You can see the project report here.
- Complete data exploration and preprocessing pipeline for the Adience dataset
- Feature extraction using ResNet50 and PCA
- Implementation of various classification models:
- Traditional ML: Softmax, SVM, Random Forest, AdaBoost, KNN
- Neural Networks: MLP, CNN
- Parallel processing pipelines for RGB and grayscale images
- Extensive model evaluation and performance analysis
- Research on model fairness across different demographics
- Real-time camera application for age and gender prediction
The project uses the Adience Benchmark dataset for gender and age classification, which contains:
- ~19,000 face images of 2,284 subjects
- Age labels across 8 ranges: (0-2), (4-6), (8-12), (15-20), (25-32), (38-43), (48-53), (60+)

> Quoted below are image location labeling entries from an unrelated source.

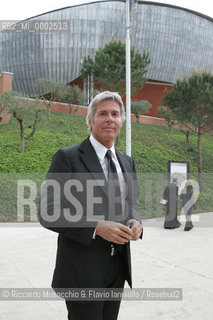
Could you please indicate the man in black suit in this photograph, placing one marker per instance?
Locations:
(95, 227)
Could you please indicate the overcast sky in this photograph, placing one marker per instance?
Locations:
(22, 9)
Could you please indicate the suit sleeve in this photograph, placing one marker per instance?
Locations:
(52, 202)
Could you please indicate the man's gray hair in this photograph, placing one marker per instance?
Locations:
(105, 95)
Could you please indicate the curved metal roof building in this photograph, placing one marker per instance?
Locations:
(178, 40)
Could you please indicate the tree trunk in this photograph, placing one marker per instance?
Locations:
(21, 149)
(187, 136)
(200, 179)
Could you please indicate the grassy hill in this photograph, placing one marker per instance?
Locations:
(152, 147)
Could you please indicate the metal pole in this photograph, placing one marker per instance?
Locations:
(128, 82)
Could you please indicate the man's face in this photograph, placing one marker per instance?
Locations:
(107, 122)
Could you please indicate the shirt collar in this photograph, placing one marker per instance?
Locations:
(100, 149)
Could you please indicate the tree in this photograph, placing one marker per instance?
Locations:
(87, 73)
(139, 107)
(109, 67)
(5, 98)
(48, 91)
(28, 112)
(191, 101)
(167, 114)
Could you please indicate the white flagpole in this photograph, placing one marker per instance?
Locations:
(128, 82)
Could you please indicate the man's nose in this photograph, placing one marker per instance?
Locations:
(109, 117)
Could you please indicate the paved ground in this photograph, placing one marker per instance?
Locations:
(163, 259)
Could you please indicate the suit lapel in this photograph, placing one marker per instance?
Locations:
(92, 163)
(89, 157)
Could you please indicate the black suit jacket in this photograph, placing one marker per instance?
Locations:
(82, 261)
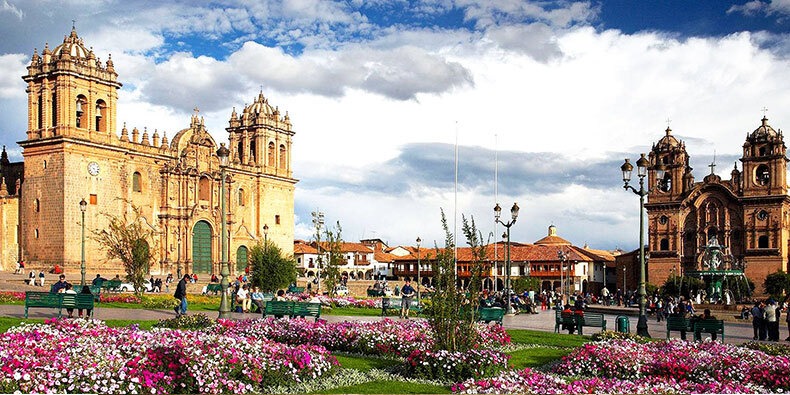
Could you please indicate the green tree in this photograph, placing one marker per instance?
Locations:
(452, 312)
(128, 239)
(271, 269)
(777, 284)
(336, 258)
(526, 283)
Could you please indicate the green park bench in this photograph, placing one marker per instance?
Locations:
(595, 320)
(278, 308)
(295, 290)
(43, 299)
(78, 301)
(111, 285)
(488, 314)
(708, 326)
(306, 309)
(563, 319)
(213, 288)
(678, 324)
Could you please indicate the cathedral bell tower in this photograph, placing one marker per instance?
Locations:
(764, 162)
(70, 92)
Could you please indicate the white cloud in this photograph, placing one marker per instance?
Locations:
(11, 84)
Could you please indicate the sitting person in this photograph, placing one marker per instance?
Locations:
(703, 317)
(257, 298)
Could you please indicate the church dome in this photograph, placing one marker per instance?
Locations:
(260, 106)
(764, 131)
(72, 47)
(668, 141)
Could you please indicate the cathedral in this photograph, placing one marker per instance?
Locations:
(73, 152)
(748, 215)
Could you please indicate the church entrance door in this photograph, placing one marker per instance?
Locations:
(201, 248)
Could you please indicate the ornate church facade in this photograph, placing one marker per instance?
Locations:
(748, 215)
(73, 152)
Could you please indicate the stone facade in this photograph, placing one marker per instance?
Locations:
(72, 152)
(749, 214)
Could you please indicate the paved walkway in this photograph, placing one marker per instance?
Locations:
(734, 331)
(544, 321)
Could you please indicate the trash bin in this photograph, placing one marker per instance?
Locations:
(622, 324)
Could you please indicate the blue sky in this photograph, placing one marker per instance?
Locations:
(380, 90)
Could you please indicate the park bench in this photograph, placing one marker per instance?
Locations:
(488, 314)
(708, 326)
(563, 320)
(306, 309)
(278, 308)
(213, 288)
(678, 324)
(43, 299)
(112, 285)
(295, 290)
(78, 301)
(590, 319)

- Gender labels: Male, Female
- Various lighting conditions, poses, and image quality
VisAge/
├── data_exploration.ipynb # Dataset analysis and preprocessing
├── img2vec.py # Feature extraction using ResNet50
├── grayscale_models.ipynb # Models trained on grayscale images
├── rgb_models.ipynb # Models trained on RGB images
├── questions/
│ └── q1.ipynb # Analysis of model fairness across demographics
├── old_models/ # Earlier model implementations
├── camera-viewer-app/ # Real-time age and gender classification application
│ ├── src/
│ │ ├── main.py # Application entry point
│ │ ├── ui/ # User interface components
│ │ └── utils/ # Utility functions
│ └── models/ # Pre-trained models
└── docs/ # Project report and documentation
- Python 3.7+
- CUDA-compatible GPU (recommended for faster training)
- Clone the repository:
git clone https://github.com/ShayGali/VisAge.git- Create a virtual environment:
python -m venv venv
# for Windows
.\venv\Scripts\activate
# for MacOS/Linux
source venv/bin/activate- Install dependencies:
pip install -r requirements.txt- Download the dataset:
- Go to Adience dataset on Kaggle
- Download and extract to the
datafolder - Go to UTKFace dataset on Kaggle
- Download and extract to the
datafolder
Run the data exploration notebook to preprocess the dataset:
jupyter notebook data_exploration.ipynbExecute the notebooks to train and evaluate models:
jupyter notebook rgb_models.ipynb
jupyter notebook grayscale_models.ipynbRun the real-time age and gender classification application:
cd camera-viewer-app
python src/main.py| Model | Test Accuracy |
|---|---|
| MLP | 34.78% |
| CNN | 32.98% |
| Softmax | 32.37% |
| Random Forest | 32.18% |
| AdaBoost | 31.62% |
| KNN (k=9) | 23.33% |
| SVM | 17.51% |
| Model | Test Accuracy |
|---|---|
| MLP | 32.29% |
| CNN | 31.53% |
| Random Forest | 31.67% |
| Softmax | 31.35% |
| AdaBoost | 26.50% |
| KNN (k=9) | 24.40% |
| SVM | 17.81% |
- Performance varies across racial groups, with generally lower accuracy for Black faces
- The Softmax model showed the most consistent performance across demographics
- Models work efficiently in real-time with standard webcam hardware
- Performance remains stable with varying lighting conditions and when subjects wear glasses
- Processing every 5th frame maintains good balance between performance and computational efficiency
- Gender classification is generally more accurate than age classification
- Most classification errors occur between adjacent age groups
- The MLP model demonstrated the best balance between accuracy and generalization
The real-time camera application detects faces and predicts age and gender using our best-performing model.
- Real-time face detection using OpenCV
- Age and gender prediction with confidence scores
- Green bounding boxes around detected faces
- Efficient processing for smooth performance on standard hardware
- Inconsistent age labeling in the original dataset
- Class imbalance across age groups
- Limited diversity in the dataset
- Balancing feature complexity with model performance
- Tuning early stopping parameters to prevent overfitting
- Combined age-gender prediction complexity
This project is released under the MIT License.